Nell squeezed her legs together.
"There better not be!"
His lips twitched. "Shang'hai
found a data recorder on your life pod."
Feeling cold air against her teeth,
Nell clicked her mouth shut. He deliberately let her think he planned a body
cavity search. Should she take it as proof of a sense of humor or sadistic
streak? She forced the
thoughts aside. "Shang'hai?
You're talking about the pink haired woman who left with the box, right?"
"Yes."
"Well good. Then I hope we
both get answers about how I got here."
Purchase Link on
Check out Linda's Web site for all of her books!
Thanks for having me on your blog today.
ReplyDeleteUseful information ..I am very happy to read this article..thanks for giving us this useful information.
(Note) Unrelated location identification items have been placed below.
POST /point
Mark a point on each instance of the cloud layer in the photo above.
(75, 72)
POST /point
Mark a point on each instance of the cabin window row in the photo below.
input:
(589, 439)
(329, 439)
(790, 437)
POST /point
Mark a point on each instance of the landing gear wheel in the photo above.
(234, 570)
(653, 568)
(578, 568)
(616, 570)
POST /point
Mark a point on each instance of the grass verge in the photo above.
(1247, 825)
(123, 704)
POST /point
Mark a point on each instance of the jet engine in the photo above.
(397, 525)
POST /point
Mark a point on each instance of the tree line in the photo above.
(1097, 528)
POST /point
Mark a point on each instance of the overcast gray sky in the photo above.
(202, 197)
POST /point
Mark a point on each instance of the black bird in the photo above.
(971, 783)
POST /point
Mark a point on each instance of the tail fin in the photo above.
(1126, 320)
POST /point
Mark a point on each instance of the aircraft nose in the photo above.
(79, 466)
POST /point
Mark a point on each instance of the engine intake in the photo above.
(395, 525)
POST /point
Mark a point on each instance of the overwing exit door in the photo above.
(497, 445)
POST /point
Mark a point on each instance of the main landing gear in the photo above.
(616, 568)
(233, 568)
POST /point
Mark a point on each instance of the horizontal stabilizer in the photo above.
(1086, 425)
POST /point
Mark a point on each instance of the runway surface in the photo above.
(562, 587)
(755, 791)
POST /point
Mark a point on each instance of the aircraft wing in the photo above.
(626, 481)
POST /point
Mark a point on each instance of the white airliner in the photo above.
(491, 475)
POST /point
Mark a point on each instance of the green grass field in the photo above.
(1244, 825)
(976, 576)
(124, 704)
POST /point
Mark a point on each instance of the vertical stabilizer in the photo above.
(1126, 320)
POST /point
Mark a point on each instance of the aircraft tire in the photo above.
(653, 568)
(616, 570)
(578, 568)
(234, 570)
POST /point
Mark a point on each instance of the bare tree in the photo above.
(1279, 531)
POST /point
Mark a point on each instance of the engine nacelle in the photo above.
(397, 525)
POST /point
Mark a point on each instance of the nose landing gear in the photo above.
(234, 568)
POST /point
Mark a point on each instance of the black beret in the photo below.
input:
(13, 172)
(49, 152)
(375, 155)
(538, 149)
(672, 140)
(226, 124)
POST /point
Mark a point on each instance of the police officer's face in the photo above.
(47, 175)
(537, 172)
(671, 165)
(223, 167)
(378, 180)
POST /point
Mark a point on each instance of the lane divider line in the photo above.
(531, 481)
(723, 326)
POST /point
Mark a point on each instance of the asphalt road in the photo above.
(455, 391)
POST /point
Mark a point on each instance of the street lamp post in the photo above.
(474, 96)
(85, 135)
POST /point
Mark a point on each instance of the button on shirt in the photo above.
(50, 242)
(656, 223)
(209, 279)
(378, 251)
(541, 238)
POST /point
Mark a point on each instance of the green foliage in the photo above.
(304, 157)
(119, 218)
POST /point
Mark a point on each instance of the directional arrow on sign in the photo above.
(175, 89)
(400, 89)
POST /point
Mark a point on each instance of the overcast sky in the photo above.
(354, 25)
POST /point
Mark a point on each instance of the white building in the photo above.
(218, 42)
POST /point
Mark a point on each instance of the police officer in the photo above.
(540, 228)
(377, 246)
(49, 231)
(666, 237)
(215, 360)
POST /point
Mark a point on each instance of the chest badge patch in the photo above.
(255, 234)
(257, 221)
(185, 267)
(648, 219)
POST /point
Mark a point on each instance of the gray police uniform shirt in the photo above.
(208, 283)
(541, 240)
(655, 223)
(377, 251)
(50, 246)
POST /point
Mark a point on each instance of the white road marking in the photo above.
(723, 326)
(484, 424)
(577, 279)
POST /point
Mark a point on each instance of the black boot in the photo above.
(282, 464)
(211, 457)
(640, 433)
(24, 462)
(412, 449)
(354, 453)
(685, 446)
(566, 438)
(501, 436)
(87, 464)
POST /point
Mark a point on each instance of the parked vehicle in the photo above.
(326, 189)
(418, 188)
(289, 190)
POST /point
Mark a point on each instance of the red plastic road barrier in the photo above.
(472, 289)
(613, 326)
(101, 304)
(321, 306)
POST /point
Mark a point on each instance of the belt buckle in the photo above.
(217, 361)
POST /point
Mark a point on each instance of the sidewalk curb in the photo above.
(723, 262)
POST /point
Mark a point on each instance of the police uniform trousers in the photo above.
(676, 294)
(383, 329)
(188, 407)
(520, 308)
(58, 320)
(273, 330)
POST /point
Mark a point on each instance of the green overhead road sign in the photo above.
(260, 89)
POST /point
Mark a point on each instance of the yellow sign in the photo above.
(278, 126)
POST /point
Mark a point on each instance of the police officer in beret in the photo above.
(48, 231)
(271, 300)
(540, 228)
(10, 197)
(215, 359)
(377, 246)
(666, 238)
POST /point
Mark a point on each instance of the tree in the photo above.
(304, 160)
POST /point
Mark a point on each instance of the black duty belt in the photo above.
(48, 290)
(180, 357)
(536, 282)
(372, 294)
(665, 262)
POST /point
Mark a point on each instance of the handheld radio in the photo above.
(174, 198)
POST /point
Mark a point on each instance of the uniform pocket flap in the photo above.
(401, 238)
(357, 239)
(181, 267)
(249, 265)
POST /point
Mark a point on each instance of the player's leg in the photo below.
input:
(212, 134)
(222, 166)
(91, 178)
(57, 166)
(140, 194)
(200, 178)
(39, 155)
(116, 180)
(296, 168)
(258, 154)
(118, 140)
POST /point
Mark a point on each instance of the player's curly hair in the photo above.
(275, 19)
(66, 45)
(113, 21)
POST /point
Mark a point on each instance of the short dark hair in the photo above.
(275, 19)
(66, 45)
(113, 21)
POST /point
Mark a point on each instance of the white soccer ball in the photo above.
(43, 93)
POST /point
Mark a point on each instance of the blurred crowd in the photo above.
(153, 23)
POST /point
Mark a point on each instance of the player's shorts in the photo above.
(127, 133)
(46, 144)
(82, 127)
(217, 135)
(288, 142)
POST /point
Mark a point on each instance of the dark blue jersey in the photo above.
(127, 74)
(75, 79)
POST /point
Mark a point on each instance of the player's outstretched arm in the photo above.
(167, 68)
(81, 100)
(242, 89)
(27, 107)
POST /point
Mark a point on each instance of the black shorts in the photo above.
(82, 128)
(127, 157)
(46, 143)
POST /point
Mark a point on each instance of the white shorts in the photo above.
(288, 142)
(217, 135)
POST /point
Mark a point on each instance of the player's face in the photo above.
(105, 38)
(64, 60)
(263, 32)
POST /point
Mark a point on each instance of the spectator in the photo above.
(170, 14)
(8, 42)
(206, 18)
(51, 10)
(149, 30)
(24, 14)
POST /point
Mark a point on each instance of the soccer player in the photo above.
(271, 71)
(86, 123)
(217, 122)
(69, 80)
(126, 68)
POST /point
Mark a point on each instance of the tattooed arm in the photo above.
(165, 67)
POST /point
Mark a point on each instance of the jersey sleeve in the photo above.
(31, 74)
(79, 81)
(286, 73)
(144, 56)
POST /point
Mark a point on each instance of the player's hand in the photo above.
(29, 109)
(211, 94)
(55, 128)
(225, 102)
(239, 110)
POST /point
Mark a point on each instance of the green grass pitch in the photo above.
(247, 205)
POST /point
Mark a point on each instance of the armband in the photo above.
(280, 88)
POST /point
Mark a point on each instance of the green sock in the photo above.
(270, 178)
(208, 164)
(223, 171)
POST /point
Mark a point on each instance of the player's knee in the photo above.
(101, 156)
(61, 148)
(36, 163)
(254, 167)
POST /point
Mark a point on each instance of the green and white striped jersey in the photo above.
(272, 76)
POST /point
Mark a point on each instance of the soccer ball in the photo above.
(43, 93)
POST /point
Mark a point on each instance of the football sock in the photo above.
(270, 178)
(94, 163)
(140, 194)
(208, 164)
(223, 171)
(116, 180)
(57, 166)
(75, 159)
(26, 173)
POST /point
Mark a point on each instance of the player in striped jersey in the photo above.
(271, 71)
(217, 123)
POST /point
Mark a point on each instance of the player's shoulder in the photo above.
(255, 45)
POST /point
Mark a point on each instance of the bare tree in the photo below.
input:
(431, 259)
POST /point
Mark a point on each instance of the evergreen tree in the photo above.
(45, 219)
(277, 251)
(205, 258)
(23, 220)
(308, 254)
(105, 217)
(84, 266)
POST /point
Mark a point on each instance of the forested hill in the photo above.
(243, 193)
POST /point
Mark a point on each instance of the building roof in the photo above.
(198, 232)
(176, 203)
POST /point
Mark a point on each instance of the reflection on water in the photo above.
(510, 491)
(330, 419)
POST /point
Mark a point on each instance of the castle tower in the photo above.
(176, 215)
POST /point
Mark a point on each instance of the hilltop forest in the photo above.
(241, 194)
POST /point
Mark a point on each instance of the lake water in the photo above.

Fantastic walk-through. I appreciate this post. Headlines Today
ReplyDeleteHi Linda! Love meeting authors who also have characters in their head telling them what to do! It does make writing easier sometimes when that happens! I get my butt in the seat but get too carried away with marketing and if we don't write, we'll soon not have books to market! I need to get more disciplined and get my book finished!!
ReplyDeleteThanks, Louise! Great books and great authors!
Joe and Deanna, thanks for stopping by!
ReplyDeleteLinda,it's been a pleasure.
Hi Deanna,
ReplyDeleteI get easily distracted by games. My characters don't like it.
Thanks Louise for hosting me.
Thanks for commenting Joe
Congratulations Deanna, you won a copy of he Syn-En Solution! I'll email Linda and she'll be contacting you shortly.
ReplyDeleteThe Syn-En Solution. LOL I got excited.